Speaking of ESPN, the network announced Wednesday that John Tortorella will be joining their broadcasts as a studio analyst, which drew a mixed reaction. Some of my colleagues in the media don’t like that people that have had an adversarial relationship with journalists get rewarded by being welcomed into the media fold. I personally don’t have a problem with it, especially since I don’t need politeness with my sports commentary. On top of that, you can call Torts many things — abrasive, blunt, or even rude — but he is also undoubtedly entertaining. Conflict can be a very, very good thing in sports TV when employed properly. On top of that, Tortorella has prior TV experience and actually did pretty well at TSN and NHL Network in his brief stints in front of the camera. ESPN has built a very unique pool of analysts, but I like the idea of adding a potential disrupter to the fold with Torts on the team. We’re all going to watch anyway. Might as well try to make it fun between periods.
Lastly, the large outpouring of support for the Motzko family in memory of the late Mack Motzko, who tragically died in a car accident last week, has been inspiring in a lot of ways.

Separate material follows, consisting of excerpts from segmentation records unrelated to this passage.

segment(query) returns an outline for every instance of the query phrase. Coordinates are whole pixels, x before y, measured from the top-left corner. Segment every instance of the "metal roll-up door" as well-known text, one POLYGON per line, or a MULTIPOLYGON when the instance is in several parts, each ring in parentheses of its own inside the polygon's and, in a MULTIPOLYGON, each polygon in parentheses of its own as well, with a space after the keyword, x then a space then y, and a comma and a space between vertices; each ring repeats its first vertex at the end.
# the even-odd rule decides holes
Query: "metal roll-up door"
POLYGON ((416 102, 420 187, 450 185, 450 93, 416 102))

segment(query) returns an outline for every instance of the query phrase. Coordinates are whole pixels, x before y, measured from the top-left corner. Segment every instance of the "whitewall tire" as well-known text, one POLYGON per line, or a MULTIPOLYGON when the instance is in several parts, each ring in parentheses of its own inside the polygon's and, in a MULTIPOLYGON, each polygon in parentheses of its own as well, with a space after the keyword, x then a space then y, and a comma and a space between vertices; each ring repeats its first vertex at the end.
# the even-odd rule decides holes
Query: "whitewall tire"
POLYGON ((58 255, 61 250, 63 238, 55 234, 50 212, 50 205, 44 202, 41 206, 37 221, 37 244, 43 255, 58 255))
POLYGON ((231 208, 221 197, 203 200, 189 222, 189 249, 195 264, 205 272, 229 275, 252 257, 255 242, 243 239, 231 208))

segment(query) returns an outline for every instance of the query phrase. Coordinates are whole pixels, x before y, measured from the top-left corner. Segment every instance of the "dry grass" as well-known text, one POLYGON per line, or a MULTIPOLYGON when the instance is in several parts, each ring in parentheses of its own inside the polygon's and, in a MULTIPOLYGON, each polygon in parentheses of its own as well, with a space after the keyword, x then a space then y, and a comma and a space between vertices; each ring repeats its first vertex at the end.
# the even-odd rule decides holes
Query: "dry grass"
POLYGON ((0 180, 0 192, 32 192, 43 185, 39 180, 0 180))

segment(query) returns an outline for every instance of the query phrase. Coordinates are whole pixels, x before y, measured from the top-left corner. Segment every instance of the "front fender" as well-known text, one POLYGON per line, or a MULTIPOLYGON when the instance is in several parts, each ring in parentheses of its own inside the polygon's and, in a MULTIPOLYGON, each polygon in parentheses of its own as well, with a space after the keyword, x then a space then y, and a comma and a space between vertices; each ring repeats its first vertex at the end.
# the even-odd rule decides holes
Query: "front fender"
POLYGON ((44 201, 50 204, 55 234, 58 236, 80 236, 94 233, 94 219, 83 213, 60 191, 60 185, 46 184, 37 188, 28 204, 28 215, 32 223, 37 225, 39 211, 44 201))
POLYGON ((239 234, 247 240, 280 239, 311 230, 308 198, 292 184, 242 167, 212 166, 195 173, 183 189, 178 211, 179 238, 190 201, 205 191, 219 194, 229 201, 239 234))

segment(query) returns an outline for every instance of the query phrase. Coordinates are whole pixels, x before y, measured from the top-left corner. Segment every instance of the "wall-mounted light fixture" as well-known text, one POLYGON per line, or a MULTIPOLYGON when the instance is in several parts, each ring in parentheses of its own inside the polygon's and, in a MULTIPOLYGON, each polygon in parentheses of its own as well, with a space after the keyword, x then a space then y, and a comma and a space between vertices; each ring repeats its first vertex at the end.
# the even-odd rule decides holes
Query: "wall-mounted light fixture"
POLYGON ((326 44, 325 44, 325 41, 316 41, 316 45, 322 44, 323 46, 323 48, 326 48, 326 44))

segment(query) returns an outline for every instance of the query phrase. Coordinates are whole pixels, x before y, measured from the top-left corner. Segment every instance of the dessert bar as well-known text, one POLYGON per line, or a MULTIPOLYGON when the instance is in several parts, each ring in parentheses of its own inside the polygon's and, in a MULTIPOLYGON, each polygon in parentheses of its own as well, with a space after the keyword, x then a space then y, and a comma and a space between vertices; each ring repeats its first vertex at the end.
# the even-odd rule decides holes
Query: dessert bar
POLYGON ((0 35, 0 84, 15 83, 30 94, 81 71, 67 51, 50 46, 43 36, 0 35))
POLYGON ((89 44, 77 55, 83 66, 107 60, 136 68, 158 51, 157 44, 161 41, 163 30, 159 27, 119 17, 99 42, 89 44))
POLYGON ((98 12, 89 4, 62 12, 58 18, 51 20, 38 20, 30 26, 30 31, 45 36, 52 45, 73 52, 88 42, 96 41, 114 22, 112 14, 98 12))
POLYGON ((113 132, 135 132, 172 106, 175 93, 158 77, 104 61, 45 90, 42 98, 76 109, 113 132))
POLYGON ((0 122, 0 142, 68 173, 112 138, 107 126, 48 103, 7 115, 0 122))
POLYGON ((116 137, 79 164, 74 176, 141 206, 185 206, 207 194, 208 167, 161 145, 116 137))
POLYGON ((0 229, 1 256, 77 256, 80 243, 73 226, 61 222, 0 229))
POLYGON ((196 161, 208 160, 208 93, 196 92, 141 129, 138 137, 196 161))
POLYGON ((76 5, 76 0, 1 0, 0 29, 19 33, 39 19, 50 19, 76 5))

You wish it wasn’t necessary, but the hockey family always rallies around each other in times like these. Tributes have poured in from around the hockey world and on Monday thousands gathered in St. Cloud for a celebration of life of the former St. Cloud Cathedral captain. Almost all of those in the Cathedral gym were clad in “Sunday red” shirts at the suggestion of his family in honor of Mack’s love for golf and Tiger Woods. Based on the words shared at the service, Mack Motzko was a very special individual.
Mack was only 20 years old, but you can see how many people in his life he made a positive impact on. I was particularly touched by the poignant words of Brian Schoenborn, Mack’s godfather, who said this at the service (via the Star-Trib):
"He didn't have a lot of time but he made the most of it," Schoenborn said. "Don't waste time. Love like Mack. Live like Mack."
May we all aspire to leave a legacy as powerful as the one Mack managed to in just 20 years. My thoughts remain with the entire Motzko family.